La Corée du Sud a fait un pas significatif dans son ambition de devenir l’une des principales nations dans le domaine de l’intelligence artificielle (IA) en présentant son modèle d’hyperéchelle, A.X K1, développé par SK Telecom.
Ce modèle compte 519 000 milliards de paramètres, bien qu’en pratique, il n’en active que 33 milliards, ce qui lui permet de maintenir un haut niveau de précision tout en optimisant la consommation de ressources.
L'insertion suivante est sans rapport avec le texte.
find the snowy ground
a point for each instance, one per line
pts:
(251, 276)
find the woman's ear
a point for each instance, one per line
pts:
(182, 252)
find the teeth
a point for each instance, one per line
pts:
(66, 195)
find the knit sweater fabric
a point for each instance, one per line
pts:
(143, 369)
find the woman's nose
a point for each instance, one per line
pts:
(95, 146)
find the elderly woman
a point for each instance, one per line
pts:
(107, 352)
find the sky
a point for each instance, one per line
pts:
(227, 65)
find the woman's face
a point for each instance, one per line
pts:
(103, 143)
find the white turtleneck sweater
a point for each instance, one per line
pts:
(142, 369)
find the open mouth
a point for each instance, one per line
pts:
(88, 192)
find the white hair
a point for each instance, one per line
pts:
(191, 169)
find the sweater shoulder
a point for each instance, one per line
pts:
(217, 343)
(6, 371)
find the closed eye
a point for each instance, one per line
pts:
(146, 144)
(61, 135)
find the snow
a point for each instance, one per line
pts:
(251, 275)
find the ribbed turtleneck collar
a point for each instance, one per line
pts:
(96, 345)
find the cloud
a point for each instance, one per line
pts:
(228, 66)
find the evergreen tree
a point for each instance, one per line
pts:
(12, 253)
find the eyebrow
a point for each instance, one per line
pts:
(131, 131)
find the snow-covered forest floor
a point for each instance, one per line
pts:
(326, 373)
L’architecture du A.X K1, connue sous le nom de « mixture of experts », sélectionne dynamiquement les paramètres nécessaires pour chaque tâche, ce qui améliore l’efficacité et l’applicabilité du modèle.
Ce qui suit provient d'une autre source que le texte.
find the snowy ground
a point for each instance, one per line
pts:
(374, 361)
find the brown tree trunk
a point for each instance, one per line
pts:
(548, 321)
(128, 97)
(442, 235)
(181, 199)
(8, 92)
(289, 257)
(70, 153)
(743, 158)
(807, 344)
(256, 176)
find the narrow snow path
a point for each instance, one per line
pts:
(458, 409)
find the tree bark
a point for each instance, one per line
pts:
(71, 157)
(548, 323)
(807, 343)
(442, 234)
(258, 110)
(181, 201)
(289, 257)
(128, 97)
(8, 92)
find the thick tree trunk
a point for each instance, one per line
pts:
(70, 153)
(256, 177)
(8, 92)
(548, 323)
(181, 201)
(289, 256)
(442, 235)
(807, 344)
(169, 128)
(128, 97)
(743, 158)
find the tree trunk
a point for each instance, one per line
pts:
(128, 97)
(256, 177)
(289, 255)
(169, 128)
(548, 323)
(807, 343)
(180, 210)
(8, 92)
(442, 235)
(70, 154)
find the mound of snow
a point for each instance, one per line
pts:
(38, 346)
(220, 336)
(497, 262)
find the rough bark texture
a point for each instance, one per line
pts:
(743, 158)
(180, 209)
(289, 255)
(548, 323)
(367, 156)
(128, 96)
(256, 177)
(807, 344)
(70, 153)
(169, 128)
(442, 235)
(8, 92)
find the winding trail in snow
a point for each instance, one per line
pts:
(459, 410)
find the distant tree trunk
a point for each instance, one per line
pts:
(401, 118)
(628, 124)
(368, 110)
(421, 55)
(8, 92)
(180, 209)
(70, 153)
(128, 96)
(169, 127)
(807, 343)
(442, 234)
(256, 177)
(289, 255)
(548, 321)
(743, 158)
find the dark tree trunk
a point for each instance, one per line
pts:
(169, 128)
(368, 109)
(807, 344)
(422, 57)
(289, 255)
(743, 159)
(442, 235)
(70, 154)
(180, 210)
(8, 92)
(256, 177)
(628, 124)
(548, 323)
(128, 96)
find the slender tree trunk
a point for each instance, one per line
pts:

Une IA pour rivaliser avec la Chine et le géant américain
Cette approche permet également au modèle de transférer des connaissances à des versions plus petites et spécialisées, le rendant adapté aux appareils aux ressources limitées. Cette caractéristique est cruciale pour élargir l’accès à l’IA dans divers domaines, de l’éducation à la robotique.
SK Telecom cherche à faire de son A.X K1 la base d’une « IA pour tous », grâce à des collaborations avec des universités et des associations. Sa nature open source permettra à d’autres de développer des applications dans des secteurs aussi variés que les jeux vidéo et les services de recherche multilingue.
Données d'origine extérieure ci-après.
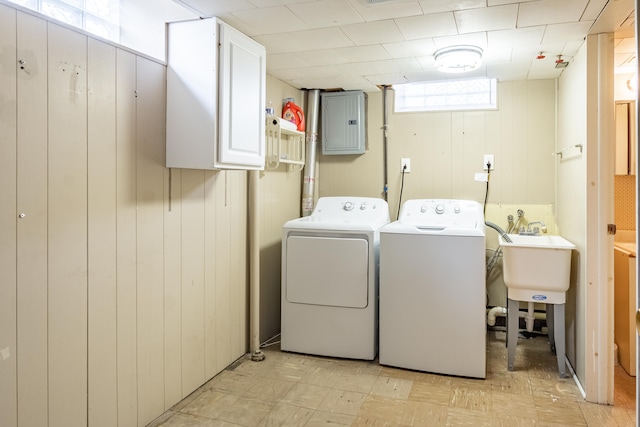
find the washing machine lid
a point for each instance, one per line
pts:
(344, 214)
(440, 216)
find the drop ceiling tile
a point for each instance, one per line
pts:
(386, 79)
(271, 20)
(239, 25)
(508, 71)
(594, 7)
(391, 66)
(515, 38)
(544, 12)
(382, 11)
(218, 7)
(567, 32)
(280, 61)
(373, 33)
(271, 3)
(422, 27)
(502, 2)
(280, 43)
(572, 48)
(360, 68)
(324, 38)
(499, 55)
(474, 39)
(322, 57)
(437, 6)
(411, 48)
(326, 13)
(487, 19)
(319, 72)
(290, 74)
(364, 53)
Ceci fait partie d’une stratégie plus large pour établir un écosystème robuste d’IA dans le pays.
L’essor de l’IA a commencé à affecter significativement l’économie de plusieurs secteurs, y compris les difficultés sur le marché de la mémoire RAM, alors que les puissances mondiales rivalisent pour le leadership dans cette technologie.
Tae Yoon Kim, l’un des responsables du développement de l’A.X K1, a déclaré que l’objectif est de consolider la Corée du Sud comme l’une des trois principales nations en intelligence artificielle, dans une course qui implique des puissances comme les États-Unis et la Chine.